N.G.: Apesar do regresso em forma em Minor Earth Major Sky, os A-ha são uma entre uma multidão de bandas de outros tempos cuja existência no presente se devia cingir às memórias. Analogue é mais um inconsequente e medíocre conjunto de canções nas quais o grupo parece querer vincar uma ideia de viço criativo ao tomar as guitarras acústicas e piano como instrumentos protagonistas, sintetizadores relegados para segundos planos.
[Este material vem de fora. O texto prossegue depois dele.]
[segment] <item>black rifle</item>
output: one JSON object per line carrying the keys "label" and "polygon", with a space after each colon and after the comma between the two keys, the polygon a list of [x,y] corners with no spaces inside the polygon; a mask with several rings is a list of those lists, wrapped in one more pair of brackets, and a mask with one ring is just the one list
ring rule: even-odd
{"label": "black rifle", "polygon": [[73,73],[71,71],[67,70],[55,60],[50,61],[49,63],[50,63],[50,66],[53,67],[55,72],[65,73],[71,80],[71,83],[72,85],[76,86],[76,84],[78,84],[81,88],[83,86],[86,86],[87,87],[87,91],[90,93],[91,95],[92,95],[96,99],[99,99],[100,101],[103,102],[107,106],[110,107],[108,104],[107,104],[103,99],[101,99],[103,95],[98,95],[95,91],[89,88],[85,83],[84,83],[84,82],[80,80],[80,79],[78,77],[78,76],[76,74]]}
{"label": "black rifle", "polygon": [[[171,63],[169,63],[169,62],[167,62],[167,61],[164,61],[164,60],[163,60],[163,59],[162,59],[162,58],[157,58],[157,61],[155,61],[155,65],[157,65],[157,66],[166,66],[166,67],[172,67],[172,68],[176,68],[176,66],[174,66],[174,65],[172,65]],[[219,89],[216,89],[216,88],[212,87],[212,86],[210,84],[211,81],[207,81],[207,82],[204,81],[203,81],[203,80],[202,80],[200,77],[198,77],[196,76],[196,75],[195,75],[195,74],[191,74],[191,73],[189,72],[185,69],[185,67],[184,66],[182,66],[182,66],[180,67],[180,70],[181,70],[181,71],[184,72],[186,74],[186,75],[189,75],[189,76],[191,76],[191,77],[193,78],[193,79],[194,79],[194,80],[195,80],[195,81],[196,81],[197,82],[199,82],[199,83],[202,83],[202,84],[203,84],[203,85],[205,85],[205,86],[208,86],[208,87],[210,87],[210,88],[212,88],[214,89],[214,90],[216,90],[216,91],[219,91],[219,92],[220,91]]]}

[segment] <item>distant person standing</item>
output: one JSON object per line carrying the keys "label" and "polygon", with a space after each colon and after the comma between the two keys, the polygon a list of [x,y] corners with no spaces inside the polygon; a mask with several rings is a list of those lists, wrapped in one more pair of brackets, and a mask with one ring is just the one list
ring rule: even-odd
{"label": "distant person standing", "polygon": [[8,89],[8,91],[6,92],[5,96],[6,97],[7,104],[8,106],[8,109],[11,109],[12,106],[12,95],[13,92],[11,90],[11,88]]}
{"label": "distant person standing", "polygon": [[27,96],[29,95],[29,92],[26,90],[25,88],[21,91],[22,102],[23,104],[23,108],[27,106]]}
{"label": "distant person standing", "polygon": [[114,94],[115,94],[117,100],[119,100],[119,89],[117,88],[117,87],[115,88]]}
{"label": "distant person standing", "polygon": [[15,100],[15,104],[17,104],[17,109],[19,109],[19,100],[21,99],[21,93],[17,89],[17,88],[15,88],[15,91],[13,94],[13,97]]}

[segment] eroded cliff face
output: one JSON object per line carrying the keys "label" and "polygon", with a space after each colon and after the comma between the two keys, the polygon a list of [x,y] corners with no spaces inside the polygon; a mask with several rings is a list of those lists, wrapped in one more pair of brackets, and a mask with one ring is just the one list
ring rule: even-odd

Mas o mal não é o dos sons, mas o da composição, que nem nos lados B dos seus singles de meados de 80 era tão banal.
Também esta semana: Moby (DVD), Kasabian (DVD), Abba (integral em caixa de 9 CD e 2 DVD), Nick Cave + Warren Ellis (banda sonora), Eurythmics (discografia remastreizada), ABC (discografia remasterizada e best of + DVD), The Killers (Hot Fuss CD + DVD), Bruce Springsteen (Born To Run, 30th Anniversary Edition), U2 (DVD), Wilco (ao vivo), Stephen Duffy, Lindstrom & Prins Thomas, Kate + Anne McGarrigle (The McGarrigle Christmas)
Brevemente:
21 Novembro: Rolling Stones (Rarities 1971-2003 e A Bigger Bang CD + DVD), Queen (A Night At The Opera, ed. 30 anos), Pedro Abrunhosa (DVD), Madness, Magnétophone, Cass Maccmbs, Patrick & Eugene
28 Novembro: Kaiser Chiefs (DVD), Teresa Salgueiro, Fire Engines, John Zorn Electric Masada, Caribou (DVD), Rufus Wainwright (Want 1 + 2), The Mood Elevator, Sam Shinazzi, Nine Inch Nails (reedição de Pretty Hate Machine)
Dezembro: Da Weasel (ao vivo), John Lennon (DVD), Jens Leckman, Antony And The Johnsons (single), Outkast, Pharell Williams, Kraftwerk (DVD), Pink Floyd (DVD)
Sem data: Camané (DVD), Madredeus (DVD), Amália Rodrigues (3CD antologia), John Lydon (CD + DVD), Maria Teresa de Noronha (caixa)
Para 2006: X-Wife, Cindy Kat, Radiohead, The Strokes, Yeah Yeah Yeahs, Blur, Sparks, Every Move A Picture, White Rose Movement, Pop Dell’Arte (best of), GNR (tributo com bandas hip hop e r&B).
As datas estão sujeitas a alterações. Nem todos os discos referidos têm edição nacional garantida pelas respectivas distribuidoras locais.